Talea joined Watsi on September 18th, 2015. 17 other people also joined Watsi on that day! Talea's most recent donation supported Renee, a six-month-old baby girl from Kenya, to fund hydrocephalus surgery.
Talea has funded healthcare for 3 patients in 3 countries.
Renee is a six-month-old baby girl from Kenya. She was born prematurely at 30 weeks, she spent her first three weeks in the nursery gaining strength. Renee's mother noticed that her head was growing abnormally when compared with her body. Two months ago, Renee was diagnosed with hydrocephalus—a condition that causes an excess of fluid to build up in the brain, causing the skull to swell. If Renee does not receive treatment, she will be at risk of delayed development, impaired vision, and permanent brain damage. Renee's family lives in a one room rental house on the coast of Kenya. Her mother quit her job to stay at home to look after Renee, while her father is a public service vehicle driver. Renee's family is unable to pay for her medical needs. Renee’s mother says, “It is hard to raise the required funds for my daughter’s surgical care. I will appreciate any help we can get." On May 25, Renee will undergo a hydrocephalus surgery. Renee’s family is contributing $52 towards the cost of surgery. Our medical partner, African Mission Healthcare Foundation, is requesting $685 to fund this procedure. The requested $685 pays for surgical materials, medication, and five nights of hospital stay.
Avila, a two-year-old girl from Tanzania, loves to walk and play with other children. Beloved by her family and older sibling, she is a happy and friendly girl. Last year, Avila had heart surgery. She is doing well, but some excess nose tissue has grown on the bridge of her nose and changed her appearance. Avila’s parents are concerned about the swelling and hope that the nose tissue can be removed, so their daughter can live a comfortable and normal life with confidence. Our medical partner, African Mission Healthcare Foundation (AMHF), shares, “If untreated, the abnormal appearance will reduce Avila’s self-confidence as she continues to grow due to criticism from her peers.” Avila’s mother works as a tailor, and her father works as a motorcycle driver. Her parents work hard to take care of both of their children. Last year, Avila’s parents spent a large portion of their income on treatment for Avila’s heart condition and cannot afford the $920 it will cost to have Avila’s excess nose tissue removed. AMHF explains, “Avila will have better facial aesthetics and better quality of life.” “My daughter has come a long way and I will be happy to see her without the excess tissue on her nose," Avila's mother shares. "Normal facial appearance will boost her self-confidence as a teenager and an adult as well."

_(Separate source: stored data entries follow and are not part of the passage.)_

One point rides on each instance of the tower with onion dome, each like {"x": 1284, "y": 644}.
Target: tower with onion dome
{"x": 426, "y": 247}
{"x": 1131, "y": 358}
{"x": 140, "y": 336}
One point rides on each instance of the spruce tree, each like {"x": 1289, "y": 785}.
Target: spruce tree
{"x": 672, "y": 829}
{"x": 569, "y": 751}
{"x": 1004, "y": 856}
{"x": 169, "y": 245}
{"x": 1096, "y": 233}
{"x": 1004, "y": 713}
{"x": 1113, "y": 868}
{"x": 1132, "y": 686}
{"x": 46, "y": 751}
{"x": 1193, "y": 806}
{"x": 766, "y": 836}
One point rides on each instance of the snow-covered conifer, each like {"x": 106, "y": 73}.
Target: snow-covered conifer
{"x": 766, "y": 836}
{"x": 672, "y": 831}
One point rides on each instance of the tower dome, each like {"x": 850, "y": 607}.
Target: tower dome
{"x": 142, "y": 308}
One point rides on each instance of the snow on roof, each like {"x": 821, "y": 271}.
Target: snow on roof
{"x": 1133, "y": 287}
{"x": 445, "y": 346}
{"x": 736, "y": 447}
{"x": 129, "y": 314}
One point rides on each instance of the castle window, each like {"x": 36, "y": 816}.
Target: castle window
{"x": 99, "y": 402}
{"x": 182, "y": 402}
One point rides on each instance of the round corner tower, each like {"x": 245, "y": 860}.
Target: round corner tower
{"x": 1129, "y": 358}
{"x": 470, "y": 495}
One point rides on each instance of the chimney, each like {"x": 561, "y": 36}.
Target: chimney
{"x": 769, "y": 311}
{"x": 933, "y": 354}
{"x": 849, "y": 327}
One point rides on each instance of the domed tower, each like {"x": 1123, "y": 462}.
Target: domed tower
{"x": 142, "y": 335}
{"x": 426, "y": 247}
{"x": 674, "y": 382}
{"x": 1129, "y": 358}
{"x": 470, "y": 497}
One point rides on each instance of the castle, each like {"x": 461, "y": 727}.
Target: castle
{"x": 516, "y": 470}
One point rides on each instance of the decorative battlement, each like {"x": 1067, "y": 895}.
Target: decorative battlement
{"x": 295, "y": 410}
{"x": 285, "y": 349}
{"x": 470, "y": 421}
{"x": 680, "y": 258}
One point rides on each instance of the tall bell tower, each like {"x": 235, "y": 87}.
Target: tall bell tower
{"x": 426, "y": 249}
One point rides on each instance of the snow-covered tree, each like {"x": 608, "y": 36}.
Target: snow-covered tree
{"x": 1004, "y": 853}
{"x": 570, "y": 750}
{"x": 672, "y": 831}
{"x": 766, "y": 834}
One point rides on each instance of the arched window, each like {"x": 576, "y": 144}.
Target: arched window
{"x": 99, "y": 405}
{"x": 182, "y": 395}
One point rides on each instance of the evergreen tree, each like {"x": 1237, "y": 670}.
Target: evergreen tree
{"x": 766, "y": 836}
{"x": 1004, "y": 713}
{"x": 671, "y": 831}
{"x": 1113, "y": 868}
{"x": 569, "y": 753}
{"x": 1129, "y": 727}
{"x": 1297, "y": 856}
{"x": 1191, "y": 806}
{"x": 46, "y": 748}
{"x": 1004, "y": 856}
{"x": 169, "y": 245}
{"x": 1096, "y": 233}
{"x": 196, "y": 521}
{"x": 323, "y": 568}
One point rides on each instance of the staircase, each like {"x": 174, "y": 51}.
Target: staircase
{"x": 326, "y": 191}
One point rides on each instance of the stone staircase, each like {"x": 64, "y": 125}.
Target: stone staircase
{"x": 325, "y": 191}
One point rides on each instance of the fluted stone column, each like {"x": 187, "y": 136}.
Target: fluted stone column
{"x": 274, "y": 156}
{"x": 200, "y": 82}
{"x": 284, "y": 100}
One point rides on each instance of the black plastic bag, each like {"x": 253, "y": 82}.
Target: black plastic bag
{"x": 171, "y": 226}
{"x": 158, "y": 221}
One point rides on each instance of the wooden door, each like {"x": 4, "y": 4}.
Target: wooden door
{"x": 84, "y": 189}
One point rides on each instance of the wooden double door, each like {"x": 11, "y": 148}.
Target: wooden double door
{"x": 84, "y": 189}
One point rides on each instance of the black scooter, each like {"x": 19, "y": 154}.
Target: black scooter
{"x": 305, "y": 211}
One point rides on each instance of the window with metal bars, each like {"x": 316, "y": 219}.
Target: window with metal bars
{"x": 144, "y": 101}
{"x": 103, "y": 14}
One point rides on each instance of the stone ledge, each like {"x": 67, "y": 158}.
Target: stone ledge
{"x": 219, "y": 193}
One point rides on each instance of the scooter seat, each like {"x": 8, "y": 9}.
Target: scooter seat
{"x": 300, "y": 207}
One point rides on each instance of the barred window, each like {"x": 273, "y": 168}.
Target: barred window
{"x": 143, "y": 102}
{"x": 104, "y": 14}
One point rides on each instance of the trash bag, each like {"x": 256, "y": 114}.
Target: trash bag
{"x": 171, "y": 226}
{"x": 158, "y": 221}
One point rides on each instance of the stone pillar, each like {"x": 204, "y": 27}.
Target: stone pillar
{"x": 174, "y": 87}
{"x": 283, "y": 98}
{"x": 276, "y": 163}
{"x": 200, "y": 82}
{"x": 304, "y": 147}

Meet Anibal, a 13-month-old boy from Guatemala who has acute malnutrition. Our medical partner, Wuqu’ Kawoq (WK), introduces him as, “the youngest of five children. The children live together with their parents in a small adobe mud house.” Unfortunately, WK reports, the family does not “have the resources to feed Anibal properly.” As a result, Anibal’s growth has been stunted and he must face other negative consequences. WK explains, “Anibal is suffering from malnutrition and resulting throat and respiratory infections. When Anibal was born he was small and has struggled to grow well ever since. He cries often and used to suffer from bowel spasms.” Furthermore, WK says, “Without intervention, Anibal will continue to lose height and weight, his immune system will become extremely fragile, his physical and brain development will be stunted, and he will be at increased risk of problems such as chronic disease and infections and decreased economic productivity later in life.” With $535 in funding, not only Anibal’s, but also his entire family’s health and quality of life will improve. WK explains, “This treatment will provide Anibal with micronutrient and food supplementation and he will start to recoup the height and weight he has lost. His risk of chronic disease will decrease and his mother will receive the education she needs to supply the best nutrition possible. She will feel confident in her abilities, and perhaps be able to apply what she learns to the health of her next child, thus preventing malnutrition all together.” Treatment will allow Anibal to grow up and pursue the things that he enjoys. WK tells us, “Anibal loves to play with plastic balls and watch his brothers play soccer, which is his family’s favorite sport. His sisters love to play with Anibal too, and they often carry him around on their backs and dance with him in their arms. Anibal’s favorite food is peaches (it’s peach season here!) and his sisters often climb into the trees to pick fruit, so they can all share it.” Anibal’s mother shares, “I am so happy! I want to do all that I can to improve what I can afford and what I can give him.”